A look to the future
Murgia and Marconi both mentioned journalists’ role in synthesising information, contextualising it and identifying the story. For Marconi, this is going to get harder.
“The explosion of data from sources such as the web, sensors, mobile devices, and satellites has created a world where there is simply too much information. We are now producing more information than at any other point in history, making it much more challenging to filter out unwanted information,” he says.

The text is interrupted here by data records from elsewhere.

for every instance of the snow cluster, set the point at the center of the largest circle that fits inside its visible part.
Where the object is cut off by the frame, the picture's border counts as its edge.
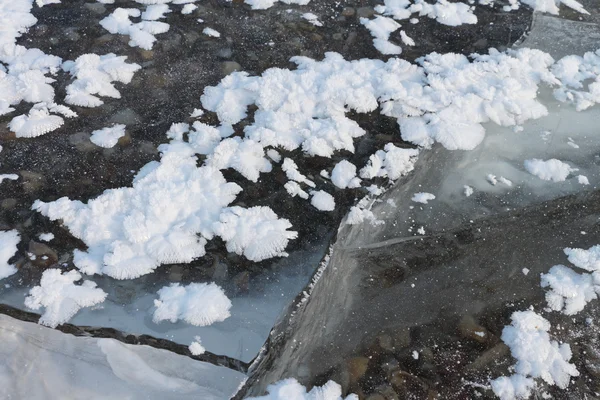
(94, 76)
(199, 304)
(568, 290)
(553, 169)
(291, 389)
(61, 298)
(109, 136)
(171, 210)
(8, 248)
(141, 34)
(537, 357)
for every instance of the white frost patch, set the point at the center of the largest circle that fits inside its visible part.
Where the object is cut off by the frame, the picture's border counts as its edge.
(94, 77)
(171, 210)
(468, 190)
(553, 169)
(188, 8)
(422, 197)
(211, 32)
(381, 28)
(392, 162)
(312, 18)
(344, 175)
(322, 201)
(46, 237)
(8, 248)
(61, 298)
(196, 347)
(537, 357)
(10, 177)
(109, 136)
(255, 232)
(155, 12)
(198, 304)
(290, 389)
(141, 34)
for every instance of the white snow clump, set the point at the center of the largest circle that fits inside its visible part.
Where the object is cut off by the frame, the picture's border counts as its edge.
(61, 298)
(291, 389)
(198, 304)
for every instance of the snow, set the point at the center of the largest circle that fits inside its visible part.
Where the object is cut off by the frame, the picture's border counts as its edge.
(290, 389)
(344, 175)
(198, 304)
(61, 298)
(46, 237)
(141, 34)
(8, 248)
(422, 197)
(312, 18)
(553, 169)
(10, 177)
(322, 201)
(211, 32)
(86, 367)
(109, 136)
(392, 162)
(95, 76)
(196, 347)
(188, 8)
(537, 356)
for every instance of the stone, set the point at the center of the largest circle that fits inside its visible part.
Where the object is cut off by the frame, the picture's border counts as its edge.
(470, 329)
(228, 67)
(41, 255)
(348, 11)
(365, 12)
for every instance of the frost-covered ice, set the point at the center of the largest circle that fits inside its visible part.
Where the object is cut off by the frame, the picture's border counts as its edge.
(344, 176)
(8, 248)
(94, 76)
(196, 347)
(290, 389)
(423, 197)
(141, 34)
(109, 136)
(61, 298)
(130, 231)
(322, 200)
(85, 367)
(211, 32)
(553, 169)
(199, 304)
(537, 357)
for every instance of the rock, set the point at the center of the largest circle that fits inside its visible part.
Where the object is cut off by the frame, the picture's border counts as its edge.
(81, 141)
(96, 8)
(8, 204)
(32, 181)
(176, 273)
(348, 11)
(470, 329)
(41, 255)
(357, 367)
(228, 67)
(365, 12)
(242, 282)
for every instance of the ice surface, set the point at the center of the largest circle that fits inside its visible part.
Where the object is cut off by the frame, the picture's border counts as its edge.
(41, 363)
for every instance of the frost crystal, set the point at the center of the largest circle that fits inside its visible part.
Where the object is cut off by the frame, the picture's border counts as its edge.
(61, 298)
(198, 304)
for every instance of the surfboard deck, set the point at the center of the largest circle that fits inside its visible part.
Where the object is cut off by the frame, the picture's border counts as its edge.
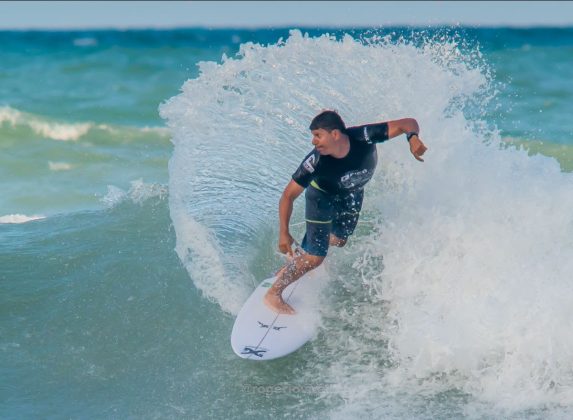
(259, 333)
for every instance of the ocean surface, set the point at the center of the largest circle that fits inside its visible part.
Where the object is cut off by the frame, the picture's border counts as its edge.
(140, 173)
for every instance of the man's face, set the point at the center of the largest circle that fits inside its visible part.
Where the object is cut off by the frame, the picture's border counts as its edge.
(323, 140)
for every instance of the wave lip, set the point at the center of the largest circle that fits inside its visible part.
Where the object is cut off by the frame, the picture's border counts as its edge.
(19, 218)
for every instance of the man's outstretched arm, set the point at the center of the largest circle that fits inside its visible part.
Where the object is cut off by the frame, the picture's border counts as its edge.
(408, 126)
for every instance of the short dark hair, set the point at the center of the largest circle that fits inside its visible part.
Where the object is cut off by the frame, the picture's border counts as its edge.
(328, 120)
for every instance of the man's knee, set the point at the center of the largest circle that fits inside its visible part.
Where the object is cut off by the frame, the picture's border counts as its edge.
(336, 241)
(313, 261)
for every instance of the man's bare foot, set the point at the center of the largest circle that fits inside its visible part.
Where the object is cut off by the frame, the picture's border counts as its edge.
(277, 304)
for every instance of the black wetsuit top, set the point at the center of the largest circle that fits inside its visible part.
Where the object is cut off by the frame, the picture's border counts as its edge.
(349, 173)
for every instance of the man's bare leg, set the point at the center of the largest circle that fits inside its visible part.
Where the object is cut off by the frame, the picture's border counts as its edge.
(293, 271)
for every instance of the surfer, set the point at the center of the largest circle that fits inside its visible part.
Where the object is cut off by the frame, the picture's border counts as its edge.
(333, 174)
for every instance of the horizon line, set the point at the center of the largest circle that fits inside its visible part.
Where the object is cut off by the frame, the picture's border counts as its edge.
(285, 26)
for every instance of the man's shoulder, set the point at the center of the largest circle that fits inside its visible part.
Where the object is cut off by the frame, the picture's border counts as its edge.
(368, 133)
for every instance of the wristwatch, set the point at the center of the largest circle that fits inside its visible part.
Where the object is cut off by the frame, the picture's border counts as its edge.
(410, 135)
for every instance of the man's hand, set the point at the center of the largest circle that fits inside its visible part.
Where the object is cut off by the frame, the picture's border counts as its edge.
(417, 147)
(285, 243)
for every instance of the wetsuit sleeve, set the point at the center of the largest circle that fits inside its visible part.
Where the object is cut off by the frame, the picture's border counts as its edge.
(369, 133)
(307, 169)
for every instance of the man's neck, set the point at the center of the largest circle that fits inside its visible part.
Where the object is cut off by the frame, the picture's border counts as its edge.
(343, 147)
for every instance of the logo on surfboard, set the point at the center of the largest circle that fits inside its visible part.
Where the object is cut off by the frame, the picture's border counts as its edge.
(267, 326)
(259, 352)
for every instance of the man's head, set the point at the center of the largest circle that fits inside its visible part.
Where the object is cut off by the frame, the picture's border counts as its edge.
(328, 120)
(327, 129)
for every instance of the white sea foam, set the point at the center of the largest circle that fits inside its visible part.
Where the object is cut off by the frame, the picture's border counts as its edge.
(138, 193)
(59, 166)
(19, 218)
(463, 283)
(61, 131)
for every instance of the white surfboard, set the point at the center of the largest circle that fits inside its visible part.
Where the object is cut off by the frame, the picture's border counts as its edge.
(261, 334)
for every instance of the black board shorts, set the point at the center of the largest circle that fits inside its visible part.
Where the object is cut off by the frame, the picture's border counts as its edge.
(328, 213)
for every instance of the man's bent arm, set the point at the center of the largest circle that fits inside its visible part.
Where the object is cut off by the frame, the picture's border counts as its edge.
(290, 193)
(402, 126)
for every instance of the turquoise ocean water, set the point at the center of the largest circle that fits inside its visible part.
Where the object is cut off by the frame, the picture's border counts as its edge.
(140, 176)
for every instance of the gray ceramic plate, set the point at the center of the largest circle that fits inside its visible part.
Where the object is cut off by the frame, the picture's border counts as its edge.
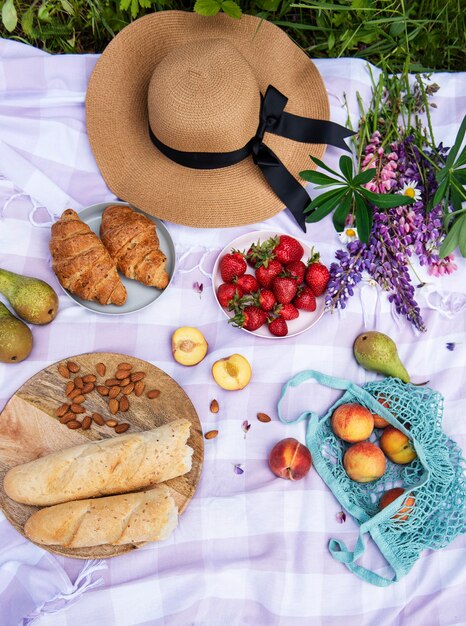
(139, 296)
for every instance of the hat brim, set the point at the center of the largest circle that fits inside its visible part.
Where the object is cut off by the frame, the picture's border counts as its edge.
(117, 120)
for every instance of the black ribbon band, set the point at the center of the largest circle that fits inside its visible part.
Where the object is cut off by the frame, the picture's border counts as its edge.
(273, 119)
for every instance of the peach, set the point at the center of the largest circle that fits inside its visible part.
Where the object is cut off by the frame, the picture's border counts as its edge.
(290, 459)
(232, 373)
(392, 494)
(352, 422)
(397, 446)
(188, 345)
(364, 462)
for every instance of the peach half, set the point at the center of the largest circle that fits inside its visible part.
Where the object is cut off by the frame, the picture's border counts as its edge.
(364, 462)
(397, 446)
(352, 422)
(188, 345)
(232, 373)
(290, 459)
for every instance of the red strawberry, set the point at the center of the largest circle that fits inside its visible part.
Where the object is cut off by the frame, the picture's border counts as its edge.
(266, 274)
(287, 311)
(317, 275)
(247, 283)
(288, 250)
(227, 293)
(284, 288)
(298, 269)
(305, 299)
(278, 327)
(250, 318)
(232, 265)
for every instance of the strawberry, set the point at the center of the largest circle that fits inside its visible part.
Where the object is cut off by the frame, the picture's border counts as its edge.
(305, 299)
(250, 318)
(317, 275)
(227, 293)
(266, 273)
(247, 283)
(287, 311)
(284, 288)
(288, 250)
(231, 266)
(298, 269)
(278, 327)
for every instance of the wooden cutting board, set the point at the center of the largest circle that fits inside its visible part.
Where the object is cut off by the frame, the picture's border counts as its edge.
(29, 429)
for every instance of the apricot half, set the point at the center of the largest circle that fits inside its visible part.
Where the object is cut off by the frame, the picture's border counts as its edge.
(232, 373)
(188, 345)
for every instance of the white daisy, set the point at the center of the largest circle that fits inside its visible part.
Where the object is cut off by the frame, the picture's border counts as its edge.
(410, 189)
(349, 234)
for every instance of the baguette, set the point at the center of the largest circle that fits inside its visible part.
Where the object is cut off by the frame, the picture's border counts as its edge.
(114, 520)
(115, 465)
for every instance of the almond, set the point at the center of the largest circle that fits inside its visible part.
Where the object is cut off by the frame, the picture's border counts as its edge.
(114, 391)
(101, 369)
(63, 370)
(67, 418)
(139, 388)
(263, 417)
(113, 406)
(137, 376)
(121, 428)
(98, 419)
(124, 403)
(62, 410)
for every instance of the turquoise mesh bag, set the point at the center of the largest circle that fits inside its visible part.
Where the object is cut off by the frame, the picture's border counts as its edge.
(436, 478)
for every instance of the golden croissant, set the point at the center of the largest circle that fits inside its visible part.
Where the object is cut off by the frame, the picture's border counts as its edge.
(131, 238)
(81, 262)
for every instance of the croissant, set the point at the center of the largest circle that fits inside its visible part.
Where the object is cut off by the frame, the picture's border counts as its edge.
(81, 262)
(132, 241)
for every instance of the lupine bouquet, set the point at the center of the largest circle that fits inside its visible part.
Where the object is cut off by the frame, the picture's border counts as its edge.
(394, 207)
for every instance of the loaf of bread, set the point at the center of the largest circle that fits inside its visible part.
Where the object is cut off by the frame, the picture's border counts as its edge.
(131, 238)
(81, 262)
(114, 520)
(115, 465)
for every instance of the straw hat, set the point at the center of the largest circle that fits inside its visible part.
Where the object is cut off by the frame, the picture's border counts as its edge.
(196, 82)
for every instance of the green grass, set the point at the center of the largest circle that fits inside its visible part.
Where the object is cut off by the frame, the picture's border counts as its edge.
(399, 35)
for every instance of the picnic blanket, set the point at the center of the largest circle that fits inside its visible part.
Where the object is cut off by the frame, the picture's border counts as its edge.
(250, 548)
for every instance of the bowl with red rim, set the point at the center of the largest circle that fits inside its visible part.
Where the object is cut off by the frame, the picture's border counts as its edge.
(306, 319)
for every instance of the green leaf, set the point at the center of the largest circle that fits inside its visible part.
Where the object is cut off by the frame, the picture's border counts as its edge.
(364, 177)
(346, 167)
(451, 240)
(9, 16)
(206, 7)
(341, 212)
(362, 219)
(386, 200)
(318, 178)
(232, 9)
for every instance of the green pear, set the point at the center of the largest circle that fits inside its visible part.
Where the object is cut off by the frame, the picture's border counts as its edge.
(377, 352)
(15, 337)
(32, 299)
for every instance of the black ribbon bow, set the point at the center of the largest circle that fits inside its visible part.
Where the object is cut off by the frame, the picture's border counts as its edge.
(273, 119)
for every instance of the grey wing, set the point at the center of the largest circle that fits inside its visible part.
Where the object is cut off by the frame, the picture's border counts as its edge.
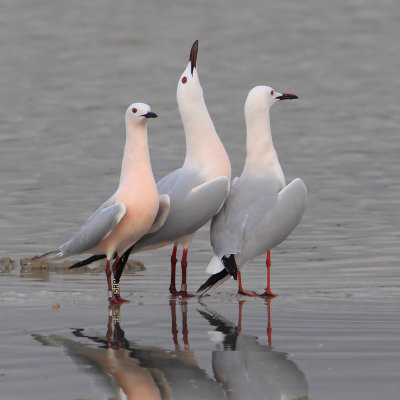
(95, 229)
(189, 213)
(162, 214)
(245, 205)
(277, 224)
(165, 184)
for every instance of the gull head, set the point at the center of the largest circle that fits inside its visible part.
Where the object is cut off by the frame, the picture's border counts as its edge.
(262, 98)
(138, 114)
(189, 84)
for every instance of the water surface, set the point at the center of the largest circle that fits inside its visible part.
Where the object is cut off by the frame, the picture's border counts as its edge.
(68, 71)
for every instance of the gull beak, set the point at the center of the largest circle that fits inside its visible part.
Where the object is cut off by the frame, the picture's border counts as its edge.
(193, 55)
(287, 96)
(150, 115)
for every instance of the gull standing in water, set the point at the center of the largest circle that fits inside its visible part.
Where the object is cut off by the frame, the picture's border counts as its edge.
(130, 212)
(260, 210)
(198, 190)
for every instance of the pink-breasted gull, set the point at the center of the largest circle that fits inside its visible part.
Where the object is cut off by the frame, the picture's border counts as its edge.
(199, 188)
(131, 211)
(260, 210)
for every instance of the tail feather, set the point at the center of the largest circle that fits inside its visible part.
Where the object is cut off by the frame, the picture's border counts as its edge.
(213, 282)
(47, 256)
(215, 266)
(230, 265)
(87, 261)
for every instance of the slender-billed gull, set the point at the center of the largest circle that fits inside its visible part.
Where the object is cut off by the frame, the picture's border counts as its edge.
(131, 211)
(260, 210)
(198, 189)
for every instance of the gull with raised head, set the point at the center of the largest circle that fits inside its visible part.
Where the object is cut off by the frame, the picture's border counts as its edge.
(260, 210)
(130, 212)
(199, 188)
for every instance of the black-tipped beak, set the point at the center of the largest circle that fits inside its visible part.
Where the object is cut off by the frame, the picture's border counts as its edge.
(193, 55)
(287, 96)
(150, 115)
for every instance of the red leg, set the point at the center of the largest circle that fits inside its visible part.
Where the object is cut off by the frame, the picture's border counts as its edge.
(172, 287)
(269, 328)
(174, 329)
(117, 299)
(109, 328)
(268, 288)
(185, 331)
(241, 290)
(108, 275)
(183, 291)
(240, 315)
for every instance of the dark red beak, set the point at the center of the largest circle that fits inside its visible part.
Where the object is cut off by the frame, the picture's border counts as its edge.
(193, 55)
(287, 96)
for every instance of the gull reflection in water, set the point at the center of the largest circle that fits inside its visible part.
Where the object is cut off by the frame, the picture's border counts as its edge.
(247, 369)
(126, 370)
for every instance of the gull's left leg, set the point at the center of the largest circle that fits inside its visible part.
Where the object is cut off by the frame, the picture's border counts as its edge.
(116, 299)
(241, 290)
(185, 242)
(268, 288)
(183, 291)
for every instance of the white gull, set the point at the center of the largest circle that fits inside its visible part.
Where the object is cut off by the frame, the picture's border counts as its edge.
(260, 210)
(131, 211)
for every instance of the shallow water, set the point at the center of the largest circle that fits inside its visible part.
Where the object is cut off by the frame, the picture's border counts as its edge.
(68, 71)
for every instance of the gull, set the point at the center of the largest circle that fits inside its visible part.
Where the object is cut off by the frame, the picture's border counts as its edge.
(260, 210)
(130, 212)
(199, 188)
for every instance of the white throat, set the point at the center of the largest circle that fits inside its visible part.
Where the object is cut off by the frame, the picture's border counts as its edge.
(261, 156)
(204, 149)
(136, 157)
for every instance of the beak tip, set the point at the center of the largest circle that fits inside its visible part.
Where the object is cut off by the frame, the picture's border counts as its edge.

Marconi thinks this is a side of journalism in which AI can play a crucial role in lessening the workload for humans. “AI should not only be seen as a tool to generate more content but also to help us filter it,” he says. “Some experts predict that by 2026, 90% of online content could be machine-generated. This marks an inflection point, where we now must focus on building machines that filter out noise, distinguish fact from fiction, and highlight what is significant.”
Marconi believes journalists should play a role in the development of new AI tools. For example, by writing editorial algorithms and applying journalistic principles to the new technology. “The news industry must be actively engaged in the AI revolution,” he says. “In fact, media companies have an opportunity to become a major player in the space – they possess some of the most valuable assets for AI development: text data for training models and ethical principles for creating reliable and trustworthy systems.”